Volume 1 - Main Report Page 2-3: Under item (1), second bullet, what is the basis for stating that it is considered extremely unlikely that the relief and/or safety valves (underline added) will fail to lift near their setpoints?

Under item (2), first bullet, provide the reference for the B&W analysis which shows that, if the EFS does not start automatically, the ocerator has approximately 20 minutes to manually start it to prevent the safety valves from lif ting.

It was cur impression that the PORV opens early in the case of a LOFW with failure of EFS to auto-start. This would imply that the safety valves would be challenged before 20 minutes into the transient.

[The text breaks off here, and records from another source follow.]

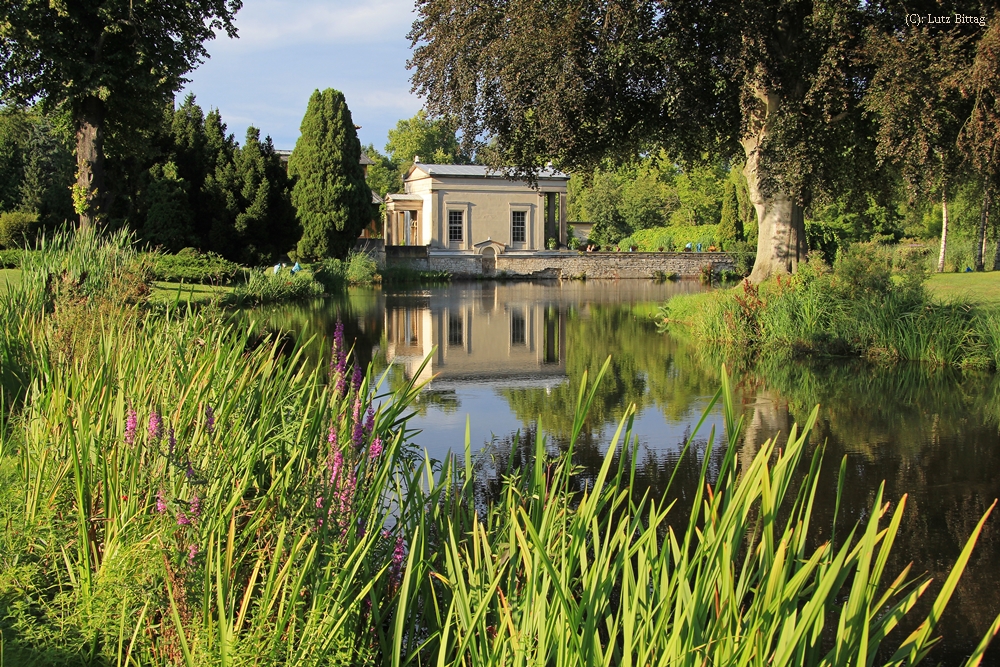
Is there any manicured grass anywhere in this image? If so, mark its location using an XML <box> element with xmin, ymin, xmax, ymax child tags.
<box><xmin>0</xmin><ymin>269</ymin><xmax>21</xmax><ymax>292</ymax></box>
<box><xmin>927</xmin><ymin>271</ymin><xmax>1000</xmax><ymax>305</ymax></box>
<box><xmin>150</xmin><ymin>280</ymin><xmax>233</xmax><ymax>303</ymax></box>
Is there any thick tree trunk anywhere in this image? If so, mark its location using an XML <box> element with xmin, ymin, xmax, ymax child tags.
<box><xmin>938</xmin><ymin>188</ymin><xmax>948</xmax><ymax>273</ymax></box>
<box><xmin>976</xmin><ymin>182</ymin><xmax>990</xmax><ymax>271</ymax></box>
<box><xmin>73</xmin><ymin>97</ymin><xmax>106</xmax><ymax>227</ymax></box>
<box><xmin>740</xmin><ymin>90</ymin><xmax>808</xmax><ymax>283</ymax></box>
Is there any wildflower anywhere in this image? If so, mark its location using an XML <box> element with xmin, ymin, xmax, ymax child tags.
<box><xmin>351</xmin><ymin>398</ymin><xmax>365</xmax><ymax>449</ymax></box>
<box><xmin>149</xmin><ymin>410</ymin><xmax>163</xmax><ymax>442</ymax></box>
<box><xmin>205</xmin><ymin>405</ymin><xmax>215</xmax><ymax>435</ymax></box>
<box><xmin>125</xmin><ymin>408</ymin><xmax>139</xmax><ymax>445</ymax></box>
<box><xmin>365</xmin><ymin>405</ymin><xmax>375</xmax><ymax>435</ymax></box>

Under Item (2), second bullet, according to the analysis reported in NUREG-0565, other operator acticn is required at about 40 minutes into the transient.

Was this additional operator action considered when the decision was made to eliminate this set of transient-induced LOCAs from consideration?

Under item (2), last paragraph, it is difficult to understand the statement about how the sequence can occur, especially in light of additional required operator action at 40 minutes, as discussed previously.

Pages 2-3 & 2-4: Under ATWS sequences resulting in core melt, we question the decision to omit these sequences from consideration. Our specific comments are as follows:

(1) Early B&W analyses (BAW-10099) showed the calculated pressures during an ATWS event to be quite high, in fact in excess of 4000 psig (these analyses did not assume any additional single failures).

(2) What are the bases for the conclusions that:

(a) RCS integrity will be maintained?

(b) Integrity of safety and relief valves will be maintained?

(c) Pump and vessel head seals will not fail?

(d) Steam generator _ tubes will not fail?

(e) Instruments will remain functional to guide operator actions?

(3) What discontinuities exist regarding item (2) and above and what inelastic analyses were performed?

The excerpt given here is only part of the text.